Un rituel gouvernait nos visites. Il y avait tout d'abord le café du matin, nous étions accueillis par les sourires et les plaisanteries d'Arlette et de Raymond. On s'attardait dans la salle à manger qui sert aussi d'atelier et de bureau, on demandait des nouvelles, on conversait autour des derniers travaux qui venaient d'être réalisés. Après quoi, on retournait voir les peintures et les sculptures. Les pièces de la maison étaient sombres, pour la plupart démunies d'ouvertures ; elles s'éclairaient et s'éteignaient les unes après les autres.
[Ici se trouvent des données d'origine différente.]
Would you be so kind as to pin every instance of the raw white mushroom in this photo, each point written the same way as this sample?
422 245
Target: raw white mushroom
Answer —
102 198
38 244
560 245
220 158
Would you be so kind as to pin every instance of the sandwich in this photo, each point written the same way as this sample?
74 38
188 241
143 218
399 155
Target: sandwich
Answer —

Pendant l'hiver, le mistral était souvent prégnant. Il faisait terriblement froid, la plupart des salles sont orientées vers le nord. Raymond Reynaud vissait sa casquette et s'emmitoufflait dans une vieille veste de velours gris pour nous accompagner.
Raymond Reynaud fut à la fois sculpteur et monteur-assembleur d'objets. Dans la pièce où s'entreposaient ses sculptures, on affrontait quelque chose d'immédiatement violent : une manière de cri difficile à oublier se faisait entendre. Parmi les cendres et les bordilles des décharges publiques, il avait récupéré toutes sortes d'épaves et de fragments accumulés dans ses réserves : de vieux jouets, de la matière plastique, des bouts de sommier, des grillages de poulailler, des paniers de vendanges, de la dentelle, des nids d'abeilles, des morceaux de racines et des souches d'arbres érodés par le grand âge et les intempéries. A force de respect et d'attention, dans l'intrication de ses matériaux disgrâciés à propos desquels il répétait qu'il s'agissait de
cadeaux du Bon Dieu, Raymond avait progressivement identifié des formes, des couleurs et des rimes intérieures. Ses méditations, son amour des choses d'ici-bas
et ses rêveries l'avaient conduit à recomposer lentement, coller ensemble et puis nouer des ébauches de visages, des éléments de colonnes vertébrales, des fragments de membres et de corps. Grâce à divers pals, tuteurs et socles de fortune, il verticalisait sommairement des silhouettes d'outre-tombe dont il tentait de recoudre les plaies.